Avant il y avait Adnan Syed et « Serial », il y avait Elizabeth Canning. Le jour de l’an 1753, Canning, une servante londonienne de 18 ans, a disparu sans laisser de trace, puis est retournée chez sa mère un mois plus tard, affirmant avoir été agressée, kidnappée et emprisonnée dans un bordel par deux femmes, y compris Mary Squires, qu’elle a identifiée comme «une gitane». Honey & Wax propose un dossier de lettres, brochures, coupures de presse et livres relatifs à l’affaire (22 500 $), qu’il décrit comme l’un des premiers « mystères non résolus » à captiver le public, avec une forte bouffée de thèmes de race, le genre et la violence sexuelle entourant de nombreuses histoires de crimes réels aujourd’hui. À l’époque, l’intérêt était si intense que le public se divisait selon que l’on croyait à l’histoire de Canning ou à celle de Squires (condamné à mort puis gracié). Comme l’a dit un journal, « La première question du matin était, ‘Quelles nouvelles de Canning?' »

Plusieurs marchands proposent des collections entières rassemblées par des personnalités notables, dont un échantillon de 4 000 livres de la bibliothèque privée d’Eric Idle, l’un des fondateurs de Monty Python, de Johnson Rare Books and Archives. (Ils sont vendus individuellement, de 75 $ à 8 500 $ chacun.) Type Punch Matrix apporte 100 volumes personnellement inscrits de la bibliothèque des membres au « 21 » Club (25 000 $), le légendaire speakeasy devenu restaurant à Manhattan. Les points forts incluent une partition vocale pour « Oklahoma ! » de Rodgers et Hammerstein, inscrite par Richard Rodgers, et une copie de « Comment voyager incognito », de Ludwig Bemelmans (le créateur de « Madeline »), avec un griffonnage de Bemelmans d’un bras levé un verre à martini.

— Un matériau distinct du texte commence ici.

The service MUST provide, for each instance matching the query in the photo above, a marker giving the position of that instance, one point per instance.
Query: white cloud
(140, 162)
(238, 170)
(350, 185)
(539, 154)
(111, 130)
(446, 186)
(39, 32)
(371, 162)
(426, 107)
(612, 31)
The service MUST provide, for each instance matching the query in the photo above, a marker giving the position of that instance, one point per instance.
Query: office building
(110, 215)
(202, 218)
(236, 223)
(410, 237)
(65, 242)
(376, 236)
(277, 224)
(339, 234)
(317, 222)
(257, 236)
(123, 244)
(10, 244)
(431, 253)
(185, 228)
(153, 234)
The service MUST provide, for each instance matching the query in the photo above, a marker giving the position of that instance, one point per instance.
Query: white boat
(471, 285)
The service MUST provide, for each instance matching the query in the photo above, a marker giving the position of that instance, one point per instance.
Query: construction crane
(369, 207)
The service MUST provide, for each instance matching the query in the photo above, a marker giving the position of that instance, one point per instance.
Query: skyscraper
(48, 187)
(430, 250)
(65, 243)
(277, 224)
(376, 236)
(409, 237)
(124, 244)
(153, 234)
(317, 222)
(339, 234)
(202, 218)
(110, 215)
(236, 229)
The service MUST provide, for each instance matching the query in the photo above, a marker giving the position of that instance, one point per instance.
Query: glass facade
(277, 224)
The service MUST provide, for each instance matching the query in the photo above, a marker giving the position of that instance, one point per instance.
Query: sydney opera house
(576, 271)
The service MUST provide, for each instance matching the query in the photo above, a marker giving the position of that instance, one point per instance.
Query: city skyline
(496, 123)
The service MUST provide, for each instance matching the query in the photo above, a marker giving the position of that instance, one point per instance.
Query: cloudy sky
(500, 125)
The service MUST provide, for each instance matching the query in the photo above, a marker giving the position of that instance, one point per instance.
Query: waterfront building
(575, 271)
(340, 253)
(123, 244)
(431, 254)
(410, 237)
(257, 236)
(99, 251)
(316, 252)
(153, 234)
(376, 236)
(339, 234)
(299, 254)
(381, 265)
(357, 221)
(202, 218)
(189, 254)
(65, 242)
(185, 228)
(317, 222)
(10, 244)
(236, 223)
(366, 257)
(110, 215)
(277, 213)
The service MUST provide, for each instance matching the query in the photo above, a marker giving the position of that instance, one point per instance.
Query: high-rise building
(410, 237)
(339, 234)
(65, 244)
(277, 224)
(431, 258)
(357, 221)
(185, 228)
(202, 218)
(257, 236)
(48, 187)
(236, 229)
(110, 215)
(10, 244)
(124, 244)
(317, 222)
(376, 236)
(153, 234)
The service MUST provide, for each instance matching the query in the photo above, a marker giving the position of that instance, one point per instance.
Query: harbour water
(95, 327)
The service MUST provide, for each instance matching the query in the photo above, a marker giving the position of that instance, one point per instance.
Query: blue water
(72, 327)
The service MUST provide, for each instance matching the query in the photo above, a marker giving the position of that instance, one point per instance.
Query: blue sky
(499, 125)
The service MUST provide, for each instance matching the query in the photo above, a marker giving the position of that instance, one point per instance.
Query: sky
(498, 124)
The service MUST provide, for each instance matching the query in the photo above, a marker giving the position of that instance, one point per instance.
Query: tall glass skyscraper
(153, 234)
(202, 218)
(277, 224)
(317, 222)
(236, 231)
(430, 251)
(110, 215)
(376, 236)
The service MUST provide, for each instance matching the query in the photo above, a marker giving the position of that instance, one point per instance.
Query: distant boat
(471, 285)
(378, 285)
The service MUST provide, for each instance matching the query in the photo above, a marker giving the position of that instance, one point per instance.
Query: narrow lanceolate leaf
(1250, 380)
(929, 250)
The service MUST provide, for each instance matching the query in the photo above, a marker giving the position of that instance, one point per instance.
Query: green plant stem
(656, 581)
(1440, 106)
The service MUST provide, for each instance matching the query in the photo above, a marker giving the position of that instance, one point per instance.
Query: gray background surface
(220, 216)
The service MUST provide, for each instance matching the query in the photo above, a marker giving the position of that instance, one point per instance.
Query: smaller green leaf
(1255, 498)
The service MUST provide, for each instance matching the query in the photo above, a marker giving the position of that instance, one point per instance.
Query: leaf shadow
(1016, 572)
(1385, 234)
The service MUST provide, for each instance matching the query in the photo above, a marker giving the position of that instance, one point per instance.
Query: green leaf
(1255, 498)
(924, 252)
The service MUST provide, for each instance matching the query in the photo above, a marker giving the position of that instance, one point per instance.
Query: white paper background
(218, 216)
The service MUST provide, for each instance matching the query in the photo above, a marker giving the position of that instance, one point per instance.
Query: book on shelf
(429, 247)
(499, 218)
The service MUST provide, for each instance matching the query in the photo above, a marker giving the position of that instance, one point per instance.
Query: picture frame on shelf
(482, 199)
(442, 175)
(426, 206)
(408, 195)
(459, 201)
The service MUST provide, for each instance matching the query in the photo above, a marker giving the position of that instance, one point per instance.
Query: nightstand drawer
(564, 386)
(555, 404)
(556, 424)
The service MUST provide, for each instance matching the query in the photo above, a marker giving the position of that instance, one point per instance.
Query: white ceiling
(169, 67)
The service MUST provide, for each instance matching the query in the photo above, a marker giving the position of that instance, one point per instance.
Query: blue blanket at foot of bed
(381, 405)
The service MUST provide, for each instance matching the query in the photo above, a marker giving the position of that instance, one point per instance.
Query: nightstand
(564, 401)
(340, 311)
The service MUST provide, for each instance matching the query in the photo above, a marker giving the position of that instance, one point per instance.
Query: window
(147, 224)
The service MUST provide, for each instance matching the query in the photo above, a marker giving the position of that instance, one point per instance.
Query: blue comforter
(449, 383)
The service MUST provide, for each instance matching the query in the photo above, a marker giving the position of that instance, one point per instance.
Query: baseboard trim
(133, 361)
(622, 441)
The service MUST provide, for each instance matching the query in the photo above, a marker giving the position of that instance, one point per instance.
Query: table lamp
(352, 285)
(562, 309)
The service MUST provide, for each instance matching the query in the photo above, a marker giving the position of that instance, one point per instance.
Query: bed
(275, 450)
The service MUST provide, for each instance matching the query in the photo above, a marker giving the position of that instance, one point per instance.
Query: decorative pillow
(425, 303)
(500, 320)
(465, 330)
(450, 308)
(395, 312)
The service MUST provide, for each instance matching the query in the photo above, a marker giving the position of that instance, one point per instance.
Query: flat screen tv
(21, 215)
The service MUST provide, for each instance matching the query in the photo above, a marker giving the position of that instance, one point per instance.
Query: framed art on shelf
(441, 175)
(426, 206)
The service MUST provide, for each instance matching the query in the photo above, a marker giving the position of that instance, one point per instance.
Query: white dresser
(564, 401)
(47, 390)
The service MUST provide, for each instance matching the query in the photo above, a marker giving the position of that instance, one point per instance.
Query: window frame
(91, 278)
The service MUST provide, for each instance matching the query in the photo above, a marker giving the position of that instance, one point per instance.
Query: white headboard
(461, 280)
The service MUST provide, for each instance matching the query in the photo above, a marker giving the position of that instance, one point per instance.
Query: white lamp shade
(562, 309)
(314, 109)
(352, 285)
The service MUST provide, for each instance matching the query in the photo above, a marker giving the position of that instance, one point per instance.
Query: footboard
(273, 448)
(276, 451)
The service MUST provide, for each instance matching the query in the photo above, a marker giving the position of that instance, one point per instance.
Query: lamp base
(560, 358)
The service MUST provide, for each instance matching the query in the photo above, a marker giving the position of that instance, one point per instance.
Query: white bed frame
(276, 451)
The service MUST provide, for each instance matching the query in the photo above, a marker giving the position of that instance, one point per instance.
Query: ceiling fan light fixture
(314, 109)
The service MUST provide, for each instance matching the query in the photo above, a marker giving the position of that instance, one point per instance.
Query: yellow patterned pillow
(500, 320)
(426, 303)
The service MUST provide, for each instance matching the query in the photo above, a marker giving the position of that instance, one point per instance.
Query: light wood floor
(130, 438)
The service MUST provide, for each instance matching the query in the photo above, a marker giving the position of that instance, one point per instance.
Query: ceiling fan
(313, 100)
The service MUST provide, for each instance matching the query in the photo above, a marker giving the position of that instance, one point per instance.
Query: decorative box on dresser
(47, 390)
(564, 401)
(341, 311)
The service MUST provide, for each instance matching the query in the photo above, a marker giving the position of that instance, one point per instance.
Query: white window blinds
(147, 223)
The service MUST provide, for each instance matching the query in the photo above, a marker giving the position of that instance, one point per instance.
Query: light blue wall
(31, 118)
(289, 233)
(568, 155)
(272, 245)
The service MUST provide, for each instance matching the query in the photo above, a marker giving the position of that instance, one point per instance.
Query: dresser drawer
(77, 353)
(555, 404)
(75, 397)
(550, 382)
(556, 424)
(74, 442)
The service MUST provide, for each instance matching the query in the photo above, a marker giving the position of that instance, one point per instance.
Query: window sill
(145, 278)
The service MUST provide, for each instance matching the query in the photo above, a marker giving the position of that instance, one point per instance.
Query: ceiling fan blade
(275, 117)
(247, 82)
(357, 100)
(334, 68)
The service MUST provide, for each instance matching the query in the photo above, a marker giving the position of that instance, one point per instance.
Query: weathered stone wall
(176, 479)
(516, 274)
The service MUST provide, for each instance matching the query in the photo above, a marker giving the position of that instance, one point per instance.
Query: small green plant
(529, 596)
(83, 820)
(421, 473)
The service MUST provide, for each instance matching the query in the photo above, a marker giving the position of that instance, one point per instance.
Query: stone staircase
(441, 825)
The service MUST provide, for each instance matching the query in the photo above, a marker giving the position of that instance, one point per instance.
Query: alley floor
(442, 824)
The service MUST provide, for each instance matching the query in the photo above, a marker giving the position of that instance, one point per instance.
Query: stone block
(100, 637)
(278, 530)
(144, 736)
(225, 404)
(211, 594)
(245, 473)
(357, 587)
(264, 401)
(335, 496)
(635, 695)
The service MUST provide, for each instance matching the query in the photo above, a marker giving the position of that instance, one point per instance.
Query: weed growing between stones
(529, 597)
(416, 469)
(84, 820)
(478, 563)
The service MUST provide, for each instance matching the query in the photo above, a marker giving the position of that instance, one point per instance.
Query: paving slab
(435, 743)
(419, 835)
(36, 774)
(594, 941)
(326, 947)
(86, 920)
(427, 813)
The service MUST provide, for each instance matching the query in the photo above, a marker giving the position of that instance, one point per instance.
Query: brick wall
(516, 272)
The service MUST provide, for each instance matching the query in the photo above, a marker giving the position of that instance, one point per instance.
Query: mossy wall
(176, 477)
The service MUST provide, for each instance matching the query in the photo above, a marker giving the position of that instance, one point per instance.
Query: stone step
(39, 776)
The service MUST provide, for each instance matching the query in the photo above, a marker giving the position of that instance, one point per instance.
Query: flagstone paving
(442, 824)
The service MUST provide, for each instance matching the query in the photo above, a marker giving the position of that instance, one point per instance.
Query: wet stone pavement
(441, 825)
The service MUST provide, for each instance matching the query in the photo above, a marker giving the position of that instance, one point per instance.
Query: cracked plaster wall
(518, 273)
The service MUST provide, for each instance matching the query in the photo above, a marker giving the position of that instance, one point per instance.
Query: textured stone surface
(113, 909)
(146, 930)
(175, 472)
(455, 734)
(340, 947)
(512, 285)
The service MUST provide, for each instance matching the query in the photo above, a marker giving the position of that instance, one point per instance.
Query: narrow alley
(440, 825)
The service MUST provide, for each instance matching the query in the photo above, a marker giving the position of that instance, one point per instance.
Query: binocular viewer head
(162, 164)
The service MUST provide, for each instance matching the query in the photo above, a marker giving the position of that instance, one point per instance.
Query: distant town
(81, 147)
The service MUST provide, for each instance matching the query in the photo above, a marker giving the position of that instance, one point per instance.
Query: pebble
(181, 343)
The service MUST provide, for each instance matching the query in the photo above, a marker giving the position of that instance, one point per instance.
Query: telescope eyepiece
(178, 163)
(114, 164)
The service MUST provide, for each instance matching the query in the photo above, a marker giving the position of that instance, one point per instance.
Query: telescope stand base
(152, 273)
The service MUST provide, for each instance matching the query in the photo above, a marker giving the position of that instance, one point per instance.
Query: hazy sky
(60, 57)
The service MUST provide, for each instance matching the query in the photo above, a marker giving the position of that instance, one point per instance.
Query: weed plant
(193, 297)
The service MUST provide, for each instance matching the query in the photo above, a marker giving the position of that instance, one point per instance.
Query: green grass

En 1941, les nazis ont établi le camp notoire à Theresienstadt, en Tchécoslovaquie, qui a été utilisé pour affirmer davantage que les Juifs étaient simplement «réinstallés à l’Est». La propagande allemande la présentait comme une «ville thermale», où les habitants exerçaient divers métiers, organisaient des activités culturelles et, dans une certaine mesure, se gouvernaient eux-mêmes. Dans le cadre de la tromperie, les nazis ont autorisé la création d’une banque d’auto-administration juive, qui a émis du papier-monnaie représentant Moïse tenant les dix commandements. Le libraire Eric Chaim Kline propose un ensemble complet de sept billets (1 250 $), conçu par Peter Kien, artiste et poète tchèque mort à Auschwitz en 1944. En arrivant à Theresienstadt, les Juifs ont été contraints d’échanger leurs biens contre cette monnaie, qui n’avait aucune valeur réelle au-delà du paiement de certaines « taxes ». Les marchandises dans les « vitrines » du camp – dont la plupart avaient été saisies aux détenus – n’étaient pas à vendre.

Aujourd’hui, le spectre de l’intelligence artificielle peut éveiller l’anxiété dans l’esprit des bouquinistes qui emballent la foire. Mais dans son livre de 1949 « Giant Brains: Or, Machines That Think », l’informaticien américain Edmund Callis Berkeley a donné une note plus optimiste. « Il me semble, écrivait-il, qu’ils soulageront l’esprit des hommes d’une charge aussi grande que la charge que l’imprimerie a enlevée à l’écriture des hommes : un grand fardeau levé. Une première édition du livre de Berkeley fait partie des dizaines d’articles inclus dans « AI : l’histoire cachée », une collection de livres, de documents et d’artefacts offerts par Christian White Rare Books (125 000 $). La collection comprend des documents de personnalités telles que le mathématicien Claude Shannon (connu comme le père de la théorie de l’information) et le philosophe David Lewis, ainsi que de (ahem) femmes actives dans le domaine.